再上場の準備を進めていたローランドを、コロナ禍が襲った。感染拡大直後は、国内外で店舗が閉まり、頼みの綱のECも、アメリカではamazonが生活必需品を優先して楽器販売を一時停止した。マレーシアでは、工場が2カ月ロックダウン。巣ごもりで需要は旺盛だったものの、供給体制が整わずに売上を落とした。
再上場前の第三四半期には体制を整えてリカバリーし、中期経営計画も見直した。その矢先の10月、旭化成の半導体工場が火災で稼働停止に。またもや供給が危機に陥った。再上場延期もあり得る状況に、三木は迅速に手を打った。
「半導体は、とにかく市場の在庫を買い集めました。長引く可能性もあるので、他社のチップで代替するように設計変更も指示しました。通常、設計変更は3カ月から半年かかる。いまも供給不足は続いているので、あのとき指示していなければ、いま大変なことになっていた」
生産体制に目途をつけて、ギリギリの判断で再上場した。その後もコロナ感染再拡大でサプライヤーの工場が停まるなど、綱渡りが続いた。三木が「戦争のような日々」と形容したのも大げさではない。
とはいえ、再上場で肩の荷が一つおりたことはたしかだろう。三木は社長就任の翌年、外資系ファンドと組んでMBOを実行した。経営から離れていた創業者が猛反対し、社外からも創業者に同情する声があがった。
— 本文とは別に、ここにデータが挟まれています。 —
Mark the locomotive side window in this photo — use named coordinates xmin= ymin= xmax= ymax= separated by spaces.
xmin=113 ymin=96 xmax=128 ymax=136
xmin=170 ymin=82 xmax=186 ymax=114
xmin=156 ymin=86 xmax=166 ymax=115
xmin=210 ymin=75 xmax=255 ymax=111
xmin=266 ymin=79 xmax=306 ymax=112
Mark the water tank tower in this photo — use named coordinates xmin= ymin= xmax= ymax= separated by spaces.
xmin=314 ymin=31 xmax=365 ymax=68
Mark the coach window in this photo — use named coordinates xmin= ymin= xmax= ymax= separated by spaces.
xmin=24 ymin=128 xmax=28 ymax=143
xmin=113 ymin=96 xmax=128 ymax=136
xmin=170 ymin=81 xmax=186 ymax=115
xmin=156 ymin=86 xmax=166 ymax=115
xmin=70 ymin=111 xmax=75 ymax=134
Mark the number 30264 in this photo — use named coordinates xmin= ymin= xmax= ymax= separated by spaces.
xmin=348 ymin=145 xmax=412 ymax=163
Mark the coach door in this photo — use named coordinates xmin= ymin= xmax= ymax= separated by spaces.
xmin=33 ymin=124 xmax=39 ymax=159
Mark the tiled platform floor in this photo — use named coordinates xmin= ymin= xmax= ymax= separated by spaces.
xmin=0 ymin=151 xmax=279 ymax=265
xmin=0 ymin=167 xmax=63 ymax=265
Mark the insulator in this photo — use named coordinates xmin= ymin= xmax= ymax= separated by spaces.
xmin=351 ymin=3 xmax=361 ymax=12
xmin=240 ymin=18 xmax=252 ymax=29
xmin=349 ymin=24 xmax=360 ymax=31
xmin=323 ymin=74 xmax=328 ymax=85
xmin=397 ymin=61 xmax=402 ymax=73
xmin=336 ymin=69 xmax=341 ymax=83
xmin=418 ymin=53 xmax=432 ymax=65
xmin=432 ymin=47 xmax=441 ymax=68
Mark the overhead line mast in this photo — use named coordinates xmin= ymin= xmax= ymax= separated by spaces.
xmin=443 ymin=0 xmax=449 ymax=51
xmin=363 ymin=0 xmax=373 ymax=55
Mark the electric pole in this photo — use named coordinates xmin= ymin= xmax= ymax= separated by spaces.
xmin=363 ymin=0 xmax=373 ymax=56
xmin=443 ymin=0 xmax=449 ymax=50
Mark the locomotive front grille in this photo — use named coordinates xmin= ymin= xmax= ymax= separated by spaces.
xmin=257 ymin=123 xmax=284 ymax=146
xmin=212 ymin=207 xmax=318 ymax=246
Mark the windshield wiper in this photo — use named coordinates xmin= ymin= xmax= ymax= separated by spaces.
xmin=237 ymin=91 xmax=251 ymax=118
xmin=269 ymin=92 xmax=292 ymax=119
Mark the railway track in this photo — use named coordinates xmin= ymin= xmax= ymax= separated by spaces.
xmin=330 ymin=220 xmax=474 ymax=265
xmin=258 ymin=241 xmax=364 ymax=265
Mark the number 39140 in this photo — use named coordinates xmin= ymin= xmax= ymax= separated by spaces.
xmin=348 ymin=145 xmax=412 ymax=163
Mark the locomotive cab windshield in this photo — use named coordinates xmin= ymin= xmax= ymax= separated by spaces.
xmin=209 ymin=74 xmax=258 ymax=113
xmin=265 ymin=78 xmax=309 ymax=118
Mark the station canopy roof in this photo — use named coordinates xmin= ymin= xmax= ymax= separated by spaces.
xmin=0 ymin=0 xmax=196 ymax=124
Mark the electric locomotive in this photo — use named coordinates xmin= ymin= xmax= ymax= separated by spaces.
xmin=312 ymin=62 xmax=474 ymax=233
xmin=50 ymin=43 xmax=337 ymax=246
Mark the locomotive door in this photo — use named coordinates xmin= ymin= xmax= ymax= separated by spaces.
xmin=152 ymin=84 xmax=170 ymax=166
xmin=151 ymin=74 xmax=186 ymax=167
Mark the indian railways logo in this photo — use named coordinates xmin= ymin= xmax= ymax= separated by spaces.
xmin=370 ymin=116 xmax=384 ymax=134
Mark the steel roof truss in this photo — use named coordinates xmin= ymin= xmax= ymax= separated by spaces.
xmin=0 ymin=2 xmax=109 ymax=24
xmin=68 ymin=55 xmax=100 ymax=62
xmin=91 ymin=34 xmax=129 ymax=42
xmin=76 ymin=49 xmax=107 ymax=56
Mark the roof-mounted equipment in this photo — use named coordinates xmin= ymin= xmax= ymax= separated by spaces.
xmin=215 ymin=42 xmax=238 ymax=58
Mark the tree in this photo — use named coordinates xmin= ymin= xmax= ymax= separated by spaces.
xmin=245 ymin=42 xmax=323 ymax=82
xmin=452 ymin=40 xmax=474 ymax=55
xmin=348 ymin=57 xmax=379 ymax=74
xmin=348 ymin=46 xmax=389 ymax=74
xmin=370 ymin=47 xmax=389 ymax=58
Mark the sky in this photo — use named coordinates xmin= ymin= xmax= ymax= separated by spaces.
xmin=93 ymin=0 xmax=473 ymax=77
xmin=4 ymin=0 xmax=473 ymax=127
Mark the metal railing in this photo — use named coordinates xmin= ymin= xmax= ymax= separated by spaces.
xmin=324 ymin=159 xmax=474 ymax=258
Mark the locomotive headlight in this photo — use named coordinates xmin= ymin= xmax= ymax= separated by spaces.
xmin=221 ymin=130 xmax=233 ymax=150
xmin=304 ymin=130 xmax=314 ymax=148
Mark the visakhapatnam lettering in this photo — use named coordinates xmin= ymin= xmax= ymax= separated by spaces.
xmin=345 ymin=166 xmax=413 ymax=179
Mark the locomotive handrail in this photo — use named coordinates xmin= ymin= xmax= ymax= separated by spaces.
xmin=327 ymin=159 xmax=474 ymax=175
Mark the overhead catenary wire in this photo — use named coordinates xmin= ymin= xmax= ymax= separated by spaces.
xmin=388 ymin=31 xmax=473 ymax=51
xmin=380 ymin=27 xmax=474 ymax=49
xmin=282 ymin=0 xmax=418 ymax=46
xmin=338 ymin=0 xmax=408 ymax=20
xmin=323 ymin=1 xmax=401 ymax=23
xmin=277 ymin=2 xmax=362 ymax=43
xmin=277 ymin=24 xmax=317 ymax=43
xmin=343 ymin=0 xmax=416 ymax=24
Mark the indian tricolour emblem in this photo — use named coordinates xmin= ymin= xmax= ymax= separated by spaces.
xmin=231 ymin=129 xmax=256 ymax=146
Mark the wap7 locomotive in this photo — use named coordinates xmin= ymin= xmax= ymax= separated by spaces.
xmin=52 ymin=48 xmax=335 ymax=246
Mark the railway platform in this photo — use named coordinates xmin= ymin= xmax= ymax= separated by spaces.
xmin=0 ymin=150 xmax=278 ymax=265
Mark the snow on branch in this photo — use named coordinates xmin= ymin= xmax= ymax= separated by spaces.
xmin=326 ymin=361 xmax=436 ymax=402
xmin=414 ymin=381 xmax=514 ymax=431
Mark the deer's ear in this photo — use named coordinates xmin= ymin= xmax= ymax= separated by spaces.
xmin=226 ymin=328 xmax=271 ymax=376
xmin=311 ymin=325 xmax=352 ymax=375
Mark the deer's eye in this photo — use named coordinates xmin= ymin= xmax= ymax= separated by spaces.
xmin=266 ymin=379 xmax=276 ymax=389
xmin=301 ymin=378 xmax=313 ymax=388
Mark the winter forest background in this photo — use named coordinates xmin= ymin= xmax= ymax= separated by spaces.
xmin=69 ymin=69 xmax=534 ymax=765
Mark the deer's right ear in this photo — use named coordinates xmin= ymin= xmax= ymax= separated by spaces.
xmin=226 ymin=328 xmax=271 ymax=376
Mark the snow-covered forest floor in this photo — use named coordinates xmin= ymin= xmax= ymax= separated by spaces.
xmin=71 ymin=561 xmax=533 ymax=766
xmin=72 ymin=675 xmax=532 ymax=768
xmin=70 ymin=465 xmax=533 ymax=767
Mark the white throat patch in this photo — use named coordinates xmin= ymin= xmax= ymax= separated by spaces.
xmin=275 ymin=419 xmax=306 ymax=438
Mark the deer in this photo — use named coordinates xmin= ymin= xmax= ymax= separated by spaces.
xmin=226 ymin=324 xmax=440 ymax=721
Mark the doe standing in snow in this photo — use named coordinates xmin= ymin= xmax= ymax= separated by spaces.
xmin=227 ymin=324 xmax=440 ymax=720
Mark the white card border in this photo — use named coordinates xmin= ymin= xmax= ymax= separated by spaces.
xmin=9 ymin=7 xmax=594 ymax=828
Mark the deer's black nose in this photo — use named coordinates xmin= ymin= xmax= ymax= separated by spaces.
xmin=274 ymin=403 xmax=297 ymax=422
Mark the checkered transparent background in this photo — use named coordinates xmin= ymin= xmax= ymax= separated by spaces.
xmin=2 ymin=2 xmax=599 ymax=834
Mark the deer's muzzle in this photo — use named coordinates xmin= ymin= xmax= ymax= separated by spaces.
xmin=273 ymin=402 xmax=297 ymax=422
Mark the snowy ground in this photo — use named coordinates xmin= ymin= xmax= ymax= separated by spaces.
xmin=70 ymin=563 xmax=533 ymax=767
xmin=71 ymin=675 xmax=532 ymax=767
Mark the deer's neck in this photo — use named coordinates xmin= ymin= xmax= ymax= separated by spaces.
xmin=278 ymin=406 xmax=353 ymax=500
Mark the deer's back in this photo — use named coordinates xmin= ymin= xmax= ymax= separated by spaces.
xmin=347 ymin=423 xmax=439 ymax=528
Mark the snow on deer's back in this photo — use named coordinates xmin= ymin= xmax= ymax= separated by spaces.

それでも「立て直しには、資本の力、そしてオーナーと経営陣が一枚岩になることが重要」と押し切った。今回、企業価値を高めて再上場したことは、MBOの決断が間違っていなかったことの証明になる。
当時の心労は相当だったのではないか。そう問うと、三木は「人の目よりも信じる方向に進むだけ」と涼しげに答えた。
「私はエンジニア出身。いわゆるMBA的なことを学んで経営者になったわけではありません。ファンドがどうだという予備知識はなかったので、白紙の状態で本質だけを見ることができた。生半可に知識があったら、迷っていたかもしれませんね」
幼少期の三木は、むしろ周囲の目を気にする子どもだった。勉強ができるわけでも、スポーツが得意なほうでもなかった。無理やりピアノを習わされたが、才能はなく、バイエルの教則本を終える前にやめた。誇れるものが何もなく、評価基準はいつも他人の目だった。